My game of the year is simply awarded to the best game I played that year. In some cases, the game that has won was released years earlier but just that year had come to my attention. I'll leave it up to the gaming media to show us the real breakthrough games each year, with the shiniest graphics and most brilliant gameplay innovations, as I am not the one who can play the latest and greatest titles that are released each year, for the most part.

This year I finally picked up my wife's Nintendo Switch to see what games, other than Mario Kart, were worth playing. I found a few very original titles, as well as my only release day purchase of the year, Deadly Premonition 2. Other than that, I jumped around the decades of gaming and caught up with a few great titles from the past.

Here are this year's winner, and runners-up:

Game of the Year: Golf Story (Switch)

I've never picked a sports game to be a game of the year, unless one counts racing games of course, but Golf Story, an amazing hybrid of sports and RPG, was a masterpiece that easily wins it.
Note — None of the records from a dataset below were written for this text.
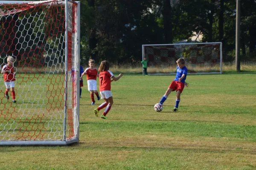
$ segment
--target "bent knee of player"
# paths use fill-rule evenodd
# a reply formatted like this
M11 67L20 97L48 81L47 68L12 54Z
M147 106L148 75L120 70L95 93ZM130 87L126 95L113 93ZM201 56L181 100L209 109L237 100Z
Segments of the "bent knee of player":
M173 90L172 89L169 88L166 91L165 95L166 96L168 96L169 94L170 94L171 92L172 92L173 91Z
M180 94L181 94L181 91L177 91L176 93L176 96L177 98L178 97L180 98Z

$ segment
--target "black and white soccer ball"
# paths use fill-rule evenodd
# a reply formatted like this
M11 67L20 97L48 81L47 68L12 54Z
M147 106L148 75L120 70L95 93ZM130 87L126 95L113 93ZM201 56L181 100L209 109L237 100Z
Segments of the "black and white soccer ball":
M154 109L156 111L160 112L163 110L163 105L161 105L160 103L157 103L154 107Z

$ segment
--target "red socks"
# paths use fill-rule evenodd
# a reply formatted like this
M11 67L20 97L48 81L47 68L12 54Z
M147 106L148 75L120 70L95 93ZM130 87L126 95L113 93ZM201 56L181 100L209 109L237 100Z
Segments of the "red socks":
M12 99L15 99L15 91L12 91Z
M94 95L93 94L91 94L91 98L92 98L92 102L95 102L95 100L94 100Z

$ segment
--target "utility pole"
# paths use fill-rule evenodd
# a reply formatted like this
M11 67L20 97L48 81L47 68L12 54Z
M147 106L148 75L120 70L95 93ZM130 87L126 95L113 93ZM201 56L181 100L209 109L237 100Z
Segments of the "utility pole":
M236 71L240 71L240 0L236 0Z

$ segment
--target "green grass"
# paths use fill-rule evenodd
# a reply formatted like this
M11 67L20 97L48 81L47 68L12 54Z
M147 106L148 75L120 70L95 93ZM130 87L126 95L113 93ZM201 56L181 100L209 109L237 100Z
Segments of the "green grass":
M114 105L107 120L94 115L93 109L103 102L90 105L85 82L80 99L79 143L67 147L0 147L0 170L256 169L256 73L189 75L189 87L185 87L176 113L171 111L175 93L169 96L162 112L153 109L174 75L125 75L112 83ZM51 89L58 90L58 83L45 81ZM35 87L43 91L39 85ZM1 106L21 110L32 107L36 112L35 105L47 108L45 101L49 98L49 102L61 105L55 96L40 100L34 91L29 93L30 98L35 96L32 103L23 94L26 106L3 104L4 99ZM47 93L45 96L52 96Z

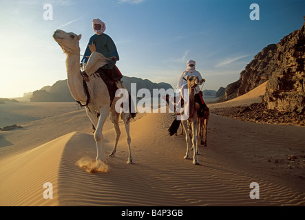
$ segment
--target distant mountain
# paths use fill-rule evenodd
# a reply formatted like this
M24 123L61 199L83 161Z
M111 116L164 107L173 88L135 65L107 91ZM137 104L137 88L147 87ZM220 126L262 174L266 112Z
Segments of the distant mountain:
M146 88L149 89L152 94L154 89L163 88L165 90L172 89L171 85L165 82L155 83L147 79L136 77L123 76L122 78L126 89L130 91L131 83L136 83L136 90ZM67 80L56 82L52 86L46 86L40 90L33 92L31 102L72 102L74 99L71 96Z

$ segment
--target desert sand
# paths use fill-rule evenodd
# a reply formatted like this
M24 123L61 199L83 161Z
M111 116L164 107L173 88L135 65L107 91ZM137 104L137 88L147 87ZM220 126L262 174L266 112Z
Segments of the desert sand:
M264 85L265 86L265 85ZM262 87L219 105L258 100ZM200 165L183 158L185 137L170 137L171 113L138 114L131 123L134 164L127 164L123 122L115 157L107 169L88 173L77 165L94 161L95 141L84 109L73 102L0 105L0 206L304 206L305 127L255 124L211 114ZM179 129L180 133L180 129ZM103 130L105 154L115 133ZM294 160L288 160L289 155ZM293 157L294 158L294 157ZM45 199L45 183L53 199ZM259 199L250 184L259 184Z

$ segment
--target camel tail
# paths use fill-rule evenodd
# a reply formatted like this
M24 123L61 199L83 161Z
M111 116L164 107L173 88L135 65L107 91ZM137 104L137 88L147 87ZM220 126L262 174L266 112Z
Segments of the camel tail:
M180 121L178 120L176 118L171 123L171 126L167 130L169 131L169 135L171 136L177 133L178 129L179 129L180 124Z

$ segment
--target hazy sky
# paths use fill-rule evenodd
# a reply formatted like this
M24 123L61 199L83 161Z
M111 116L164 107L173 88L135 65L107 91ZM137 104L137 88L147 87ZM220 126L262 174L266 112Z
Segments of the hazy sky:
M45 3L52 20L43 16ZM252 3L260 7L260 20L250 19ZM93 18L105 23L123 75L175 88L193 59L207 80L204 89L218 90L236 81L265 46L299 29L305 15L304 0L0 0L0 98L66 79L66 56L52 34L82 34L83 54Z

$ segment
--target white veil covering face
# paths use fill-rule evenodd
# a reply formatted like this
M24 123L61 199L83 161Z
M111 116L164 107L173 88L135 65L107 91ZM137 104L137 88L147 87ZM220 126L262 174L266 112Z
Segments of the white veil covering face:
M95 24L99 24L102 26L101 30L96 30L94 28ZM103 33L104 33L105 30L106 30L106 25L105 25L105 23L103 23L102 21L101 21L99 19L94 19L92 20L92 28L94 33L96 33L98 35L102 35Z

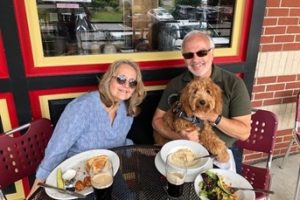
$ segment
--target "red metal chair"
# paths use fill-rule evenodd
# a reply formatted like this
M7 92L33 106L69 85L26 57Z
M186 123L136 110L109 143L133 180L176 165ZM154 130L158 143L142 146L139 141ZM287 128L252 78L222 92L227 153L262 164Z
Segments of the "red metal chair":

Golf video games, with their own unique game mechanics,  have always been fun for me, but not a fun that hooks me for extended play sessions, until now.

It's a top-down role playing game, where the battles are not just golf matches, but small challenges along the way. Instead of upgrading armor and weapons, one upgrades golf clubs and related equipment and skills. The usual game mechanism for golf videogames is present in the form of a shot bar that the player uses with an eye on the wind to make a shot. 

They definitely got the golf right, as matches are perfectly balanced and quite challenging at times. Themes and courses vary as the story progresses, too. They also got the story right, as the player works their way up through the ranks in hopes of making it into the final championship tournament. Golf Story is fun, innovative, and perfectly balanced to provide an engaging and enjoyable gaming experience for the ages.

Runner-Up: Untitled Goose Game (Switch)

After enjoying Goat Simulator a few years ago, I felt the rampaging animals screwing with people genre was going to be a thing, but it took a few years to get Untitled Goose Game, an action-puzzle game where, duh, the player takes on the role of an annoying ass goose and terrorizes an unsuspecting small community with honking and stealing and other goose antics.

Doing exactly what I would do were I reincarnated as a goose, goose travels around and steals items, scares people, and gets shooed away. The goals are presented in a small checklist for each area, and finishing each section opens up the next one.  The one drawback is that the game is just too short, but for what one gets, it's worth it. The graphic style and sound are perfectly crisp and bright but not cartoonish. 

Why is it that every modern triple A game experience wears out its welcome with endless side quests and dots on a map that overwhelm any player hoping to get back to their lives at some point, but a gem like this is over in a few hours? I don't want another Assassin's Creed 200 hour campaign, I just want a sequel to Untitled Goose Game that lets the goose loose on Las Vegas or something.